Fiche technique
Film américain
Date de sortie : 1er juin 1956
Genre : naufragés en danger
Durée : 1h36
Scénario : Jo Swerlin, d’après l’œuvre de John Steinbeck
Image : Glen MacWilliams
Avec Tallulah Bankhead (Connie Porter), William Bendix (Gus Smith), Walter Slezak (Willy), John Hodiak (John Kovac), Henry Hull (Charles D. Rittenhouse), Hume Cronyn (Sparks Garrett)…
Synopsis : un navire américain est coulé par un sous-marin allemand. Les survivants gagnent un canot de sauvetage, bientôt rejoints par Willy, un marin appartenant à l'équipage du sous-marin, également naufragé. (allocine)

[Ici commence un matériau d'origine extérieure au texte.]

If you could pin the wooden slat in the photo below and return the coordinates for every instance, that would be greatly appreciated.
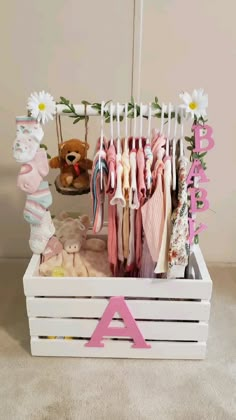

Mon avis : huis-clos nautique et frissons politiques
La Seconde guerre mondiale déchire le monde occidental en 1943. Alfred Hitchcock décide d’y apporter sa contribution artistique, et demande à John Steinbeck d’écrire un scénario basé sur un article qu’il a lu sur des naufragés. La nouvelle, remodelée car inadaptable au cinéma, deviendra Lifeboat. Soit l’histoire de huit rescapés d’un torpillage d’un cargo par un sous-marin allemand.

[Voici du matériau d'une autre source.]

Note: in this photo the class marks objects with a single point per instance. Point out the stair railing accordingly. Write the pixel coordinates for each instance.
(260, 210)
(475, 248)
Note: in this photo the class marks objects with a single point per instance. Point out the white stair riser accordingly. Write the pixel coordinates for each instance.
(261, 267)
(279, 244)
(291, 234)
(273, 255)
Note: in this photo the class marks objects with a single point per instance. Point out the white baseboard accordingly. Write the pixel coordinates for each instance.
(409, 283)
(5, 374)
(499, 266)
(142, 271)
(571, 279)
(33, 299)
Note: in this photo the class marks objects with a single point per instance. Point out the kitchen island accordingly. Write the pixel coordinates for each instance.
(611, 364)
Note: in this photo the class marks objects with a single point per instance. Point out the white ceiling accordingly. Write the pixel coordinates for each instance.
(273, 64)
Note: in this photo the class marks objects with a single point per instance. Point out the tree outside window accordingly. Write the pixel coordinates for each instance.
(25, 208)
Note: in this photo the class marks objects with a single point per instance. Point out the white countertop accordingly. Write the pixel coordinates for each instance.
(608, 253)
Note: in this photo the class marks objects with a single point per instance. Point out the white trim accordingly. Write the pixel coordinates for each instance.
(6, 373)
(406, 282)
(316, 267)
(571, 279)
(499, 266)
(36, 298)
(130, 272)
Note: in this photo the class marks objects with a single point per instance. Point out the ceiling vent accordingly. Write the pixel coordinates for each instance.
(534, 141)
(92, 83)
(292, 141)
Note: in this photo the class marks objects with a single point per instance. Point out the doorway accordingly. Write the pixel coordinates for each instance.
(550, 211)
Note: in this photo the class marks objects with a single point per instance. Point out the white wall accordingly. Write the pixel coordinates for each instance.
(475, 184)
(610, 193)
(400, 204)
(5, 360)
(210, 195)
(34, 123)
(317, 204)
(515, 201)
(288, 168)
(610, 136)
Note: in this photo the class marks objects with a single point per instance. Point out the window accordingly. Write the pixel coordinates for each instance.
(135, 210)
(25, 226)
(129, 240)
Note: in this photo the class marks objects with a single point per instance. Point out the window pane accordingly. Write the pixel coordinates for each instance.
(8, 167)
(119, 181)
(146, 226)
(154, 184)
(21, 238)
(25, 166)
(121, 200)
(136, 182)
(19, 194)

Ils sont tous plus différent les uns des autres, s’aiment et se détestent, se méfient l’un de l’autre comme de la peste, et ont d’ailleurs toutes les meilleures raisons du monde de le faire. En cette période de trouble mondial, sur qui peut-on se fier ? Qui est le plus à même de ramener le radeau à bon port ? Et surtout, comme va faire notre bon vieil Alfred pour effectuer sa traditionnelle apparition dans ce long-métrage à déconseiller aux claustrophobe ?

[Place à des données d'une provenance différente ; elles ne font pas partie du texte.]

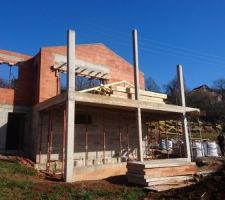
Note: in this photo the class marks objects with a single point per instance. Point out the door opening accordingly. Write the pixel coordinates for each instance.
(15, 131)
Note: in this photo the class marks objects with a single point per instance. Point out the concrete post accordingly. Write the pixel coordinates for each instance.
(184, 117)
(70, 107)
(136, 85)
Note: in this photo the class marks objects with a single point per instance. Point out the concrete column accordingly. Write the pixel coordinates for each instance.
(70, 107)
(137, 86)
(184, 117)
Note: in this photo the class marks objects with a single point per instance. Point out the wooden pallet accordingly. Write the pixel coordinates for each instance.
(157, 172)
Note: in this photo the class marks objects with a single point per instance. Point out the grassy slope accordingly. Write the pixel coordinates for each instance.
(19, 182)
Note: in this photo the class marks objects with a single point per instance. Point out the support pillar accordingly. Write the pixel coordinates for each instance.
(184, 117)
(70, 107)
(136, 85)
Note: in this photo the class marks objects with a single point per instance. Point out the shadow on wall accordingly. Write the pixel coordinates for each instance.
(3, 131)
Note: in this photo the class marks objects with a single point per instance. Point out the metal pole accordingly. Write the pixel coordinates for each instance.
(136, 84)
(184, 117)
(70, 107)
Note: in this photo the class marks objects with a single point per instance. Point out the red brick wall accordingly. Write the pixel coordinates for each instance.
(6, 96)
(22, 94)
(48, 79)
(120, 69)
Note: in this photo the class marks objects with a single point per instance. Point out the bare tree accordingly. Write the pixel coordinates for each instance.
(151, 85)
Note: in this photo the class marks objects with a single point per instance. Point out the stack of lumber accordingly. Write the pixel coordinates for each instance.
(157, 172)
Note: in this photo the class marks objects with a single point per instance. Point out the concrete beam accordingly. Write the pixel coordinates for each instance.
(183, 104)
(70, 108)
(108, 101)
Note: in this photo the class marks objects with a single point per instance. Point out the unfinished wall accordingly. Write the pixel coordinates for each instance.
(118, 127)
(4, 110)
(99, 54)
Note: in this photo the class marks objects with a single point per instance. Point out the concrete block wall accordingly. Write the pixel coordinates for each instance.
(111, 119)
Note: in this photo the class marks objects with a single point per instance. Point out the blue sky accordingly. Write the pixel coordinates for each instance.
(170, 32)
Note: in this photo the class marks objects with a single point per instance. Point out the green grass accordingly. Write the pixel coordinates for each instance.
(19, 182)
(12, 167)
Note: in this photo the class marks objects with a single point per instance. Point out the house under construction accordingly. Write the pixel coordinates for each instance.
(91, 133)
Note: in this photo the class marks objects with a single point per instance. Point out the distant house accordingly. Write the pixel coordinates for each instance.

Je laisserai ici cette dernière question sans réponse. Pour le reste, Alfred Hitchcock apporte dans Lifeboat une analyse très aboutie mais aussi sans concession de la situation politique d’alors. Il concentre sur ce petit rafiot entre autres pas moins qu’une prétentieuse et arrogante journaliste, un communiste, un noir, un homme d’affaire qui s’est on s’en doute enrichi avec la guerre, une jeune femme avec son bébé… et un allemand ! Rien qu’avec cette description on imagine aisément les débats d’idées qui vont s’ensuivre.
Et pendant plus d’une heure trente, Alfred Hitchcock ne nous laisse pas une seule minute de répit, multipliant les scènes d’action spectaculaires, les intrigues sentimentales et les tensions dramatiques. Car plus encore qu’un simple défi technique (ce qui est déjà une gageure relevée haut la main), Lifeboat est un film qui amène le spectateur à une subtile réflexion sur le Bien et le Mal, le Droit et la Raison. Loin d’apporter des réponses toutes faites simplement manichéennes ou moralisatrices, tonton Alfred utilise un habile scénario pour mener à bien son délicat travail de manipulation.
Les personnages approfondis de façon excellente permettent aux acteurs de développer un jeu tout en finesse (particulièrement Tallulah Bankhead en superbe peste qui devient peu à peu un peu moins égoïste). Raillé à sa sortie pour sa féroce critique des puissances occidentales en proie au doute au début du conflit, Lifeboat apporte pourtant, et avec des pointes d’humour des plus bienvenues, une réflexion d’une très juste acuité (et force le spectateur à prendre position d’une manière ou d’une autre) sur une situation paroxystique et pourtant oh combien réelle.